Experte: Diabetes ist für Kinder purer Stress
Stuttgart (dpa) - Wenn Mama kommt, dann tut es weh - das denken kleine Kinder, die Diabetes haben und etwa sechsmal täglich Insulin gespritzt bekommen müssen. Die psychischen Folgen können schwerwiegend sein.
Diabetes bedeutet für Kinder extremen Stress. Sie müssten nicht nur mit der lebenslangen Abhängigkeit von Insulin klarkommen, sondern würden von ihrer Umgebung auch ganz anders behandelt, sagt der Stuttgarter Kinderpsychologe Bela Bartus. Die Kinder könnten zu Außenseitern werden und ihre Probleme in sich hineinfressen. „Sie müssen ihre unheilbare Krankheit akzeptieren und darüber reden“, erläutert Bartus. Derzeit haben rund 25 000 Kinder und Jugendliche in Deutschland Diabetes des Typs I, eine schwere Form der Zuckerkrankheit. Jedes Jahr werden es etwa fünf Prozent mehr.
Die Jungen und Mädchen könnten nach der Diagnose oft nicht verstehen, warum ihre Eltern ihnen so oft mit einer Spritze wehtun. „Die Kleinen denken dann: Wenn Mama kommt, dann tut es weh.“ Manche gingen auf Abstand zu ihren Eltern, obwohl gerade in der Zeit kurz nach der Diagnose die Wärme und Geborgenheit der Eltern wichtig seien.
Bartus arbeitet am Stuttgarter Olgahospital, wo die deutschlandweit drittgrößte Diabetes-Ambulanz ist. Vor 20 Jahren hätten sie dort jährlich 150 Kinder und Jugendliche mit Diabetes betreut. Inzwischen seien es 420, sagt der Psychologe.
Typ-I-Diabetiker können selbst kein Insulin mehr produzieren. Der Grund für ihre Erkrankung ist unklar - im Gegensatz zu Diabetes Typ II, das meist durch Übergewicht verursacht wird. Die betroffenen Kinder und ihre Eltern müssten mit Diabetes offensiv umgehen und dürften es nicht verstecken, meint Bartus: „Wenn das Kind nicht zu einem Kindergeburtstag eingeladen wird, weil Diabetes fälschlicherweise als ansteckend gilt, dann sollte die Mutter dort anrufen und das Missverständnis aufklären.“ Junge Diabetiker sollten ihren Klassenkameraden von ihrer Krankheit erzählen. Durch das Gespräch werde die Situation entkrampft.

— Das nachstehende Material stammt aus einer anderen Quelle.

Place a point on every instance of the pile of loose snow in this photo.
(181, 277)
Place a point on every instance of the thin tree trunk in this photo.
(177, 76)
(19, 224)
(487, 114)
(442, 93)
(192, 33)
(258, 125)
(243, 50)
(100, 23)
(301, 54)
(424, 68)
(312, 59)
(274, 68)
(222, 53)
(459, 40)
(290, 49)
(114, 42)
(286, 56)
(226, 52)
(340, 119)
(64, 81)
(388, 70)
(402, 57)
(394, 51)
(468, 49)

Der Umgang mit Diabetes sei aber eine Gratwanderung: Die Kinder sollten auch nicht zu viel über ihre Krankheit sprechen. Der ungezwungene Umgang mit Diabetes in Kindheit und Jugend sei auch für das spätere Leben extrem wichtig, um bleibende psychische Probleme zu vermeiden, erklärt Bartus. Denn im Erwachsenenalter neigten Diabetiker häufiger zu Depressionen als Menschen ohne die Zuckerkrankheit.